Prometheus Metrics
March 5, 2026 · View on GitHub
The TNS CSI Driver exposes Prometheus metrics on the controller pod to provide observability into volume operations, WebSocket connection health, and CSI operations.
Metrics Endpoint
By default, metrics are exposed on port 8080 at the /metrics endpoint. The metrics endpoint is only available on the controller pod.
Available Metrics
CSI Operation Metrics
These metrics track all CSI RPC operations:
-
tns_csi_operations_total(counter)- Total number of CSI operations
- Labels:
method(CSI method name, e.g., CreateVolume, DeleteVolume),grpc_status_code
-
tns_csi_operations_duration_seconds(histogram)- Duration of CSI operations in seconds
- Labels:
method,grpc_status_code - Buckets: 0.1s, 0.5s, 1s, 2.5s, 5s, 10s, 30s, 60s
Volume Operation Metrics
Protocol-specific volume operations (NFS, NVMe-oF, iSCSI, and SMB):
-
tns_volume_operations_total(counter)- Total number of volume operations
- Labels:
protocol(nfs, nvmeof, iscsi, or smb),operation(create, delete, expand),status(success or error)
-
tns_volume_operations_duration_seconds(histogram)- Duration of volume operations in seconds
- Labels:
protocol,operation,status - Buckets: 0.5s, 1s, 2s, 5s, 10s, 30s, 60s, 120s
-
tns_volume_capacity_bytes(gauge)- Capacity of provisioned volumes in bytes
- Labels:
volume_id,protocol
NVMe-oF Connect Concurrency Metrics
-
tns_csi_nvme_connect_concurrent(gauge)- Number of NVMe-oF connect operations currently in progress
-
tns_csi_nvme_connect_waiting(gauge)- Number of NVMe-oF connect operations waiting for the semaphore
- Non-zero values indicate the concurrency limit is actively throttling connections
WebSocket Connection Metrics
Metrics for the TrueNAS API WebSocket connection:
-
tns_websocket_connected(gauge)- WebSocket connection status (1 = connected, 0 = disconnected)
-
tns_websocket_reconnects_total(counter)- Total number of WebSocket reconnection attempts
-
tns_websocket_messages_total(counter)- Total number of WebSocket messages
- Labels:
direction(sent or received)
-
tns_websocket_message_duration_seconds(histogram)- Duration of WebSocket RPC calls in seconds
- Labels:
method(TrueNAS API method name) - Buckets: 0.1s, 0.25s, 0.5s, 1s, 2s, 5s, 10s, 30s
-
tns_websocket_connection_duration_seconds(gauge)- Current WebSocket connection duration in seconds (updated every 20s)
Configuration
Enabling Metrics
Metrics are enabled by default.
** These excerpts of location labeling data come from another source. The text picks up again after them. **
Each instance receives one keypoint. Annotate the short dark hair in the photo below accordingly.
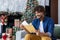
(39, 9)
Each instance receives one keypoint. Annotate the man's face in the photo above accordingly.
(39, 14)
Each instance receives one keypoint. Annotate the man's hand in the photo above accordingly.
(38, 33)
(22, 27)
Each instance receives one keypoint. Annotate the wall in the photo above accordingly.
(59, 11)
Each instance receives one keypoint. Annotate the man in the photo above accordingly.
(44, 26)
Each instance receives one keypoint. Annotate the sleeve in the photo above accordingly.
(50, 27)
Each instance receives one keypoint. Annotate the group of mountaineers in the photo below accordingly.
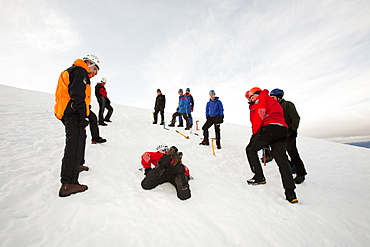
(274, 120)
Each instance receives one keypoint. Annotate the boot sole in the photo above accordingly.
(256, 183)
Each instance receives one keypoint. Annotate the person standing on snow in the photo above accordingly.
(94, 129)
(191, 106)
(292, 120)
(215, 116)
(168, 169)
(104, 102)
(183, 110)
(73, 97)
(160, 104)
(268, 128)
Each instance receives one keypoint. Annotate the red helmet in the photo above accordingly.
(252, 91)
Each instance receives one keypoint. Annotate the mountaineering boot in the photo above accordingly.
(206, 143)
(98, 140)
(69, 189)
(299, 179)
(291, 196)
(83, 168)
(256, 181)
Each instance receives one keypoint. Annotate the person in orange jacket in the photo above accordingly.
(268, 128)
(73, 97)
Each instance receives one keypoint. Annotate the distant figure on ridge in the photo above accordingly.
(183, 109)
(104, 102)
(73, 97)
(168, 167)
(191, 105)
(215, 117)
(268, 128)
(94, 129)
(160, 104)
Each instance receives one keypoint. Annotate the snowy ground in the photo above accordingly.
(333, 208)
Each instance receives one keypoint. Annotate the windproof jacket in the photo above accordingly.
(290, 115)
(152, 158)
(183, 104)
(214, 108)
(73, 93)
(100, 91)
(264, 111)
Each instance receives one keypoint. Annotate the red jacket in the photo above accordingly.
(152, 158)
(265, 110)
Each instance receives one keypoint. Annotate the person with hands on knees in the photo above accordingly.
(268, 128)
(169, 169)
(73, 97)
(215, 116)
(292, 119)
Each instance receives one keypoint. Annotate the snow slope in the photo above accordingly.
(333, 208)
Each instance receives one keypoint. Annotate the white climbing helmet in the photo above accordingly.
(92, 59)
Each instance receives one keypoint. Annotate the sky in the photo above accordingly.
(318, 52)
(223, 211)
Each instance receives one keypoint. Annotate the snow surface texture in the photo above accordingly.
(333, 208)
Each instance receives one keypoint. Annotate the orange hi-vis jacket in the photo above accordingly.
(73, 94)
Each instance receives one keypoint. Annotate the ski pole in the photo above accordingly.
(187, 137)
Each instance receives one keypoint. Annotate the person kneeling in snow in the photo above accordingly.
(168, 168)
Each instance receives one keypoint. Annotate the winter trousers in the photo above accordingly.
(275, 136)
(104, 103)
(74, 150)
(93, 124)
(155, 114)
(156, 177)
(173, 121)
(205, 128)
(295, 159)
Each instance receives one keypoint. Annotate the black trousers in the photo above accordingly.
(295, 159)
(156, 177)
(156, 115)
(93, 124)
(104, 103)
(275, 136)
(74, 150)
(205, 128)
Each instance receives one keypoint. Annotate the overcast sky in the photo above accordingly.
(318, 52)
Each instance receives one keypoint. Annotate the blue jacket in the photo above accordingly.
(183, 104)
(214, 108)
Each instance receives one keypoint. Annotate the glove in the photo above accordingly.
(147, 170)
(292, 134)
(83, 121)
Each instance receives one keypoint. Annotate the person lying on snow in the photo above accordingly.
(168, 167)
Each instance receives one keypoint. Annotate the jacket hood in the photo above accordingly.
(264, 92)
(82, 64)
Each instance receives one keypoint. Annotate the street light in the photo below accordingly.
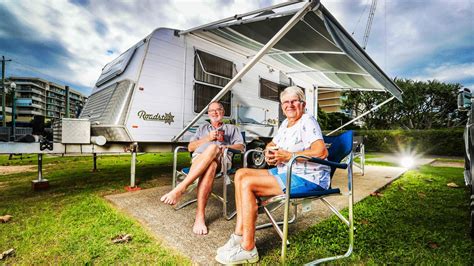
(13, 87)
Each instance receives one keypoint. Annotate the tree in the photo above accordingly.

To disable them:
controller:
metrics:
enabled: false
Changing Metrics Port
To use a different port:
controller:
metrics:
enabled: true
port: 9090
Creating Metrics Service
A Kubernetes Service is created by default to expose the metrics endpoint:
controller:
metrics:
enabled: true
service:
enabled: true
type: ClusterIP
port: 8080
Prometheus Operator Integration
To enable automatic scraping with Prometheus Operator, enable the ServiceMonitor:
controller:
metrics:
enabled: true
serviceMonitor:
enabled: true
# Add labels that match your Prometheus serviceMonitorSelector
labels:
release: prometheus
interval: 30s
scrapeTimeout: 10s
Prometheus Configuration
If you're using Prometheus without the Operator, add a scrape config:
scrape_configs:
- job_name: 'tns-csi-driver'
kubernetes_sd_configs:
- role: service
namespaces:
names:
- kube-system # or your CSI driver namespace
relabel_configs:
- source_labels: [__meta_kubernetes_service_label_app_kubernetes_io_name]
action: keep
regex: tns-csi-driver
- source_labels: [__meta_kubernetes_service_label_app_kubernetes_io_component]
action: keep
regex: controller
Example Queries
Volume Operations
Total volume operations by protocol:
sum by (protocol, operation) (rate(tns_volume_operations_total[5m]))
Volume operation error rate:
sum by (protocol, operation) (rate(tns_volume_operations_total{status="error"}[5m]))
/
sum by (protocol, operation) (rate(tns_volume_operations_total[5m]))
95th percentile volume operation latency:
histogram_quantile(0.95, rate(tns_volume_operations_duration_seconds_bucket[5m]))
WebSocket Health
WebSocket connection status:
tns_websocket_connected
WebSocket reconnection rate:
rate(tns_websocket_reconnects_total[5m])
Average WebSocket message duration by method:
rate(tns_websocket_message_duration_seconds_sum[5m])
/
rate(tns_websocket_message_duration_seconds_count[5m])
CSI Operations
CSI operation rate by method:
sum by (method) (rate(tns_csi_operations_total[5m]))
CSI operation error rate:
sum by (method) (rate(tns_csi_operations_total{grpc_status_code!="OK"}[5m]))
/
sum by (method) (rate(tns_csi_operations_total[5m]))
95th percentile CSI operation latency:
histogram_quantile(0.95,
sum by (method, le) (rate(tns_csi_operations_duration_seconds_bucket[5m]))
)
Grafana Dashboard
The Helm chart includes a pre-built Grafana dashboard (tns-csi-overview.json) that provides a comprehensive view of driver operations.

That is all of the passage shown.